Create database

In this example we will use a HIVE ACID table as we expect our table to feature a number of slowly changing dimensions such as mileage and data center utility rates. Furthermore we don’t expect significant transaction volumes or no of Hive Objects such as partitions on our clusters that could impact performance due to compactions.

We will create a specific database that will use managed tables for both travel expenses and public cloud reporting (see, Create a default directory for managed tables). From a security perspective some of the tables will have read access for all employees, with write access limited. The trip table will feature Personal Identifiable Information, and employees in the European Union will be subject to GDPR regulatory requirements and therefore those columns will need to be masked to a restricted number of users that require access.

In the following section we illustrate how we can apply a GDPR compliance policy using Apache Ranger on these objects, first we create the tables.
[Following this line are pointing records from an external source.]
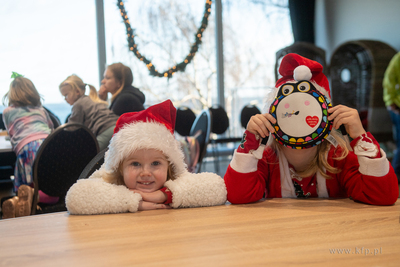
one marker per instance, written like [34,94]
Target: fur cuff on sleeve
[374,167]
[197,190]
[95,196]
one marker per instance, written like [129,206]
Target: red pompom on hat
[297,68]
[152,128]
[163,113]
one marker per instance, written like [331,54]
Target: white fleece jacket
[95,196]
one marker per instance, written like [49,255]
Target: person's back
[28,124]
[125,98]
[89,110]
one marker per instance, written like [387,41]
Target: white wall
[339,21]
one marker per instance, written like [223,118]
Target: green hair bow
[15,75]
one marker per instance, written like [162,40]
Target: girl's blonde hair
[117,178]
[77,83]
[123,74]
[320,161]
[22,93]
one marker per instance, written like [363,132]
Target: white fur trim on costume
[243,162]
[302,73]
[95,196]
[197,190]
[374,167]
[144,135]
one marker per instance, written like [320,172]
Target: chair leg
[9,206]
[25,195]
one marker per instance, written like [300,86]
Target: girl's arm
[366,174]
[244,177]
[95,196]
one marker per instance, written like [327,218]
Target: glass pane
[46,41]
[164,31]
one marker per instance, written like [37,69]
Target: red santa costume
[365,173]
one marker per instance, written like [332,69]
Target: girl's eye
[287,89]
[303,87]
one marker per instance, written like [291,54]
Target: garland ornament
[178,67]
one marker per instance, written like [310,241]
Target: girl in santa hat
[304,157]
[144,169]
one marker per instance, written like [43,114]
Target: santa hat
[152,128]
[295,68]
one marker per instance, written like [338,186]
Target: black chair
[56,121]
[60,160]
[184,120]
[201,130]
[247,112]
[93,165]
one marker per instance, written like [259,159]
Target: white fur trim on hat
[144,135]
[302,73]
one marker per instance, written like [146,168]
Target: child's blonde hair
[22,93]
[320,161]
[121,73]
[117,178]
[77,83]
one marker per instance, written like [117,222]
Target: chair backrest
[184,120]
[201,130]
[246,113]
[61,158]
[94,164]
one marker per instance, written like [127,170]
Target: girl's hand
[153,197]
[261,124]
[349,117]
[145,205]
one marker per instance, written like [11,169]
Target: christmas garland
[178,67]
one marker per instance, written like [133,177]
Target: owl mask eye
[304,87]
[287,89]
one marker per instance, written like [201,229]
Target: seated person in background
[308,167]
[27,124]
[118,80]
[144,169]
[90,110]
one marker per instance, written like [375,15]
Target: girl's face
[145,170]
[109,82]
[70,95]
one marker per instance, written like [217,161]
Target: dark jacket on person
[130,99]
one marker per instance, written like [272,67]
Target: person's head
[143,148]
[22,93]
[302,98]
[73,88]
[116,77]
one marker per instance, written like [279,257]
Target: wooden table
[275,232]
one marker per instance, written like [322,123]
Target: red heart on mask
[312,121]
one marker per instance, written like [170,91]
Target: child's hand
[154,197]
[261,124]
[145,205]
[349,117]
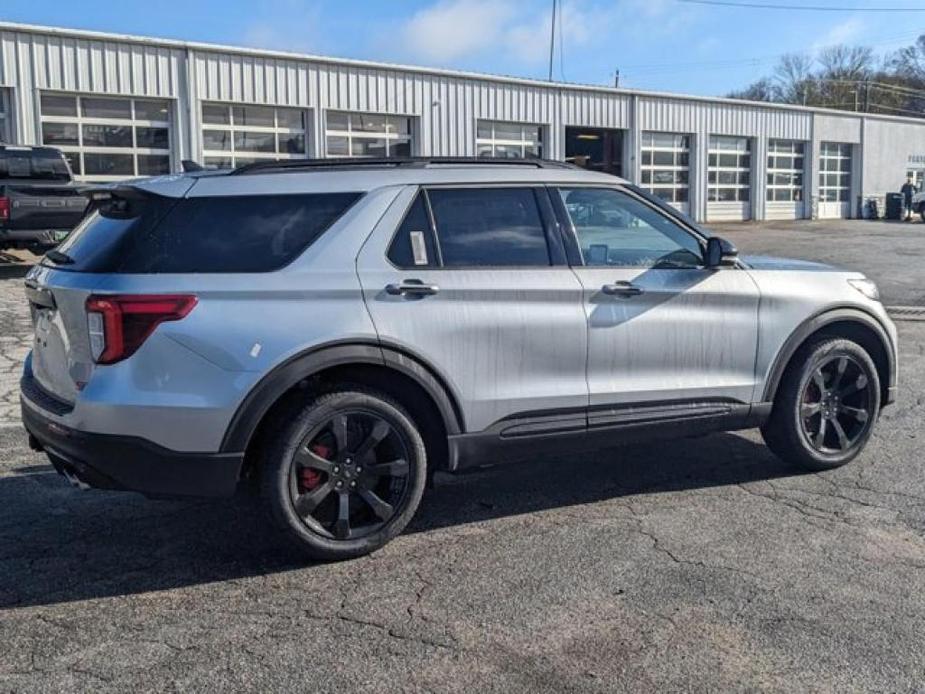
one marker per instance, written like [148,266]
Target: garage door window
[666,166]
[785,171]
[238,135]
[509,140]
[834,172]
[351,134]
[729,169]
[108,138]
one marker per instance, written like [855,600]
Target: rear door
[474,281]
[663,330]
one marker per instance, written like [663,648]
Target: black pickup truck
[39,203]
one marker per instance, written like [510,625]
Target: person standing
[908,190]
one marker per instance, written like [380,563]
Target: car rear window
[151,234]
[26,163]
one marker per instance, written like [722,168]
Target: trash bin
[894,206]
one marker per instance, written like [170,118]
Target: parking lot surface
[706,564]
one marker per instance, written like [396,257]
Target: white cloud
[843,32]
[454,29]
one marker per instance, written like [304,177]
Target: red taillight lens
[119,324]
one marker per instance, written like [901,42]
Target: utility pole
[552,38]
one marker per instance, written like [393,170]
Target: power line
[646,69]
[552,39]
[804,8]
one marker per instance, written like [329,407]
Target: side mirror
[720,253]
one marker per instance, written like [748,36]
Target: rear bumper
[30,238]
[129,463]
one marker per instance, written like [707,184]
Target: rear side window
[255,233]
[413,245]
[36,164]
[489,227]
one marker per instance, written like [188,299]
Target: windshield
[42,164]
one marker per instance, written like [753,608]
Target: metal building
[123,106]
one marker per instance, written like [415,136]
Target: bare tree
[793,78]
[762,90]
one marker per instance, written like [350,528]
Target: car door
[474,282]
[663,330]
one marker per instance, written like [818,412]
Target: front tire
[826,405]
[345,475]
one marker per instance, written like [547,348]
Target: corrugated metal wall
[445,106]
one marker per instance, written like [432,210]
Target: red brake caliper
[311,478]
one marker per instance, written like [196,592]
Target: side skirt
[521,438]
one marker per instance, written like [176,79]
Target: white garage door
[834,180]
[729,178]
[786,180]
[666,167]
[108,138]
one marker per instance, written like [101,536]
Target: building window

CREATE DATABASE carbonAccounting
Each table will be stored in the default managed location for finance data /warehouse/finance/managed/hive.
Our database will be composed of a number of tables that capture scope 1 emissions data such as travel and data center power consumption. We also include an Embedded Emissions Table which can be used to store carbon contribution of assets such as physical hardware.
CREATE TABLE trip(employeeID string, date date, departureCity string, arrivalCity string, routeDistance int, flighNo string, serviceClass string, journeyType string, co2Emission int) 
  STORED AS ORC
  TBLPROPERTIES ('transactional'='true',
  'transactional_properties'='insert_only');

CREATE TABLE officeEmissions(use https://docs.google.com/spreadsheets/d/1NYU0eQDukjYufN80qzrrSjf2ZUE672wop69qCb3G0Sc/edit?usp=sharing for columns) 
  STORED AS ORC
  TBLPROPERTIES ('transactional'='true',
  'transactional_properties'='insert_only');

CREATE TABLE public_cloud_reporting(Kilowatt int, DataCentre string, Utilization int) 
  STORED AS ORC
  TBLPROPERTIES ('transactional'='true',
  'transactional_properties'='insert_only')
Description “captures power draw of respective data center note public cloud”;

CREATE TABLE carbonEmissions(type int, emission int, value int) 
  STORED AS ORC
  TBLPROPERTIES ('transactional'='true',
  'transactional_properties'='insert_only');

The emission data can be calculated by means of a function that can call reference data that might be delivered to the cluster using Cloudera Flow Management tools (CFM) such as Apache NiFi. Typically this reference data will be subject to commercial agreements and therefore access will need to be restricted.